BEIJING: Chinese president
Xi Jinping raised his nationalistic pitch, saying on Tuesday China was ready to "fight the bloody battle" against its enemies. He was speaking at the end of the parliamentary session which confirmed his second term and laid the path for his perpetual rule.
"The Chinese people have been indomitable and persistent. We are resolved to fight the bloody battle against our enemies, and on the basis of independence we are determined to recapture the relics," he said in a nationally televised speech.
Xi did not identify enemies. But he said China would not cede a single inch of its territory.
Analysts are asking if Xi would be able to arouse nationalistic fervour with his strong rhetoric in the manner
Mao Zedong, founder of Communist China, did. He is being widely compared to Mao because the Chinese parliament has
removed the two-term limit
+ on the president, allowing Xi to rule as long as he wishes.
Kerry Brown, director of the Lau China Institute at King's College in London, believes that Mao had penetrated the inner lives of the Chinese people which is not happening in the case of Xi.
"There is not that level of personal, emotional engagement," Brown said at a lecture in Beijing while comparing Xi's charisma with Mao recently. Today's Chinese people are largely apathetic to political changes and more interested in material goods, he pointed out.
Speaking at the National People's Congress, the Chinese parliament, Xi did not identify enemies. "The Chinese people and the Chinese nation have a shared conviction which is not a single inch of our land will be and can be ceded from China," Xi said.

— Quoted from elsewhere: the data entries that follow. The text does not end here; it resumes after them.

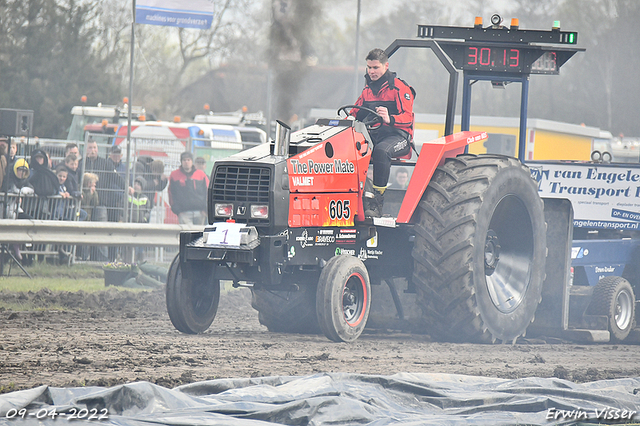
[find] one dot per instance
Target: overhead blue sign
(175, 13)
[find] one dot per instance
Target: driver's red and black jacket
(393, 93)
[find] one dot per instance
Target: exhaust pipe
(283, 139)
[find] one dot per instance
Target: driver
(392, 99)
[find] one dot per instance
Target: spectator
(3, 159)
(188, 192)
(43, 179)
(17, 182)
(140, 210)
(401, 179)
(17, 178)
(115, 161)
(72, 148)
(71, 161)
(71, 164)
(95, 212)
(89, 194)
(13, 149)
(110, 185)
(201, 164)
(65, 209)
(140, 205)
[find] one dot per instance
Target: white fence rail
(92, 233)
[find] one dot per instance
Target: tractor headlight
(260, 211)
(224, 210)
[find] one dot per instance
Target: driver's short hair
(378, 55)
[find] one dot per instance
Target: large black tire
(343, 298)
(480, 250)
(287, 311)
(613, 297)
(192, 303)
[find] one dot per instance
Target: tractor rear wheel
(343, 298)
(480, 250)
(613, 297)
(287, 311)
(192, 303)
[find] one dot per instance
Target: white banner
(175, 13)
(603, 196)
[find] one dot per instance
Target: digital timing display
(504, 59)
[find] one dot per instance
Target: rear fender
(432, 154)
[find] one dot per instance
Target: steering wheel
(372, 121)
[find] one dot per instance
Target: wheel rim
(354, 297)
(623, 310)
(508, 254)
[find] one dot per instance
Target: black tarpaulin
(336, 399)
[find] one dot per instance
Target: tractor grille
(237, 183)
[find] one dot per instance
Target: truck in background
(102, 119)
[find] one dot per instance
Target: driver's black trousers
(392, 146)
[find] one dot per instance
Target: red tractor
(287, 220)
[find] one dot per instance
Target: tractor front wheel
(192, 295)
(343, 298)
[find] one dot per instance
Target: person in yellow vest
(140, 209)
(140, 205)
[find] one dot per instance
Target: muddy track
(109, 338)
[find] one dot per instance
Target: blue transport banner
(175, 13)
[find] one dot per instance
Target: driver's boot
(373, 201)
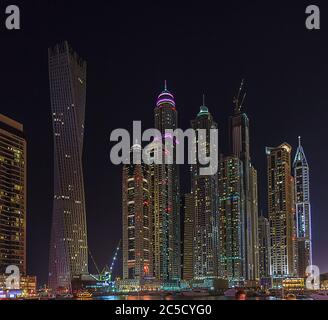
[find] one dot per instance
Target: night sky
(198, 48)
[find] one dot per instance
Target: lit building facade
(302, 211)
(281, 211)
(12, 195)
(206, 215)
(137, 221)
(165, 195)
(231, 208)
(68, 248)
(188, 238)
(264, 247)
(240, 146)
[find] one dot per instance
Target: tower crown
(203, 109)
(165, 98)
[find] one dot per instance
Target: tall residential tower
(240, 145)
(68, 248)
(12, 195)
(165, 194)
(281, 211)
(137, 220)
(205, 192)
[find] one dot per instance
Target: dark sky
(130, 50)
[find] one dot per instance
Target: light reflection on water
(171, 297)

There are signs he said this in the context of Taiwan. But this view may be interpreted later to include areas like Arunachal Pradesh, which does not belong to China but Beijing insists that it does.
Xi said told 3,000 legislators that "since modern times, rejuvenation of the great Chinese nation has become the biggest dream of our nation".
"We have strong capabilities of taking our due place in the world. We have fought for that big dream for about 170 years. Today more than ever the Chinese people are close to that dream, ever more confident and capable of realising the rejuvenation of the Chinese nation," he said.
Besides India, China has territorial disputes in the East China Sea with Japan and
South China Sea with Vietnam, the Philippines, Malaysia, Brunei and Taiwan.